Es uno de los grandes dilemas del ser humano. Si exceptuamos esas raras ocasiones en las que un rayo sale del escaparate, penetra en nuestro subconsciente y nos conecta con un destinatario random, elegir regalo computa como sufrimiento del primer mundo. Poco importan las ganas de hacer feliz al resto. Al final se recurre al calcetín, la agenda de otro año en blanco o un libro. Y es que detrás de un acto lleno de buenas intenciones se esconden comportamientos atávicos en los que la ofrenda implicaba protección contra los malos espíritus. Luego llegó Amazon y la épica se fue a la mierda. También las tiendas del barrio. Así nos agasaja el progreso.

Entonces entra en liza la presión familiar, el techo de gasto y las frases de autoayuda que ven en el obsequio una extensión de nuestra personalidad. Si regalas a tu madre un Satisfyer eres un pervertido; doy fe. En cambio, si te decides por un sobre con efectivo te tomarán por un constructor o un locutor de radio. Eso sí, todo el mundo lo aceptará de buena gana, que ya se sabe que los euros no dan la felicidad, aunque tampoco se oponen. Si optas por la teoría del decrecimiento… ¡rata inmunda, animal rastrero!

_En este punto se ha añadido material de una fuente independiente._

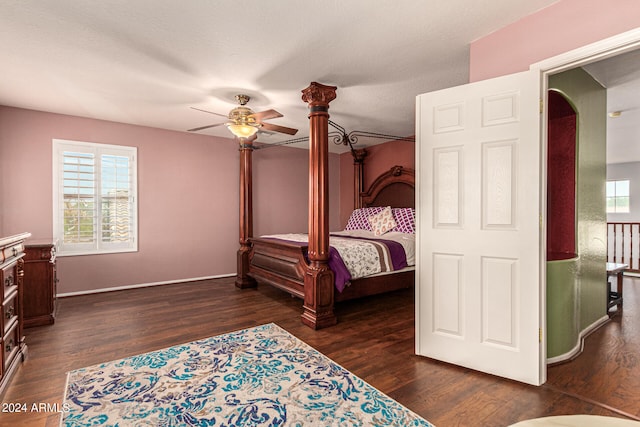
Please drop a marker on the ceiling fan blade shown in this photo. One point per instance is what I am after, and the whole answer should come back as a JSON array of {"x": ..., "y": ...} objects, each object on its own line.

El que regala exprime la alegría de todo acto altruista, incluso puede llegar a emocionarse. Sobre todo cuando acierta. No hay excusas. Si no sabes qué comprar existe personal cualificado que aconseja, sonríe muchísimo y hasta envuelve. Por su parte, el regalado se siente querido y tenido en cuenta, incluso tiembla al rasgar el envoltorio. Por desgracia la alegría dura lo que aguanta el papel celo. Para evitar ese conflicto interno, este año tengo una propuesta adaptada a todas las sensibilidades, mezcla de sillón de Conforama y persona cómoda que combina la decoración, la utilidad y algo parecido al amor. Lo decía Ovidio: «El regalo tiene la categoría de quien lo hace». Y se equivocaba de pleno.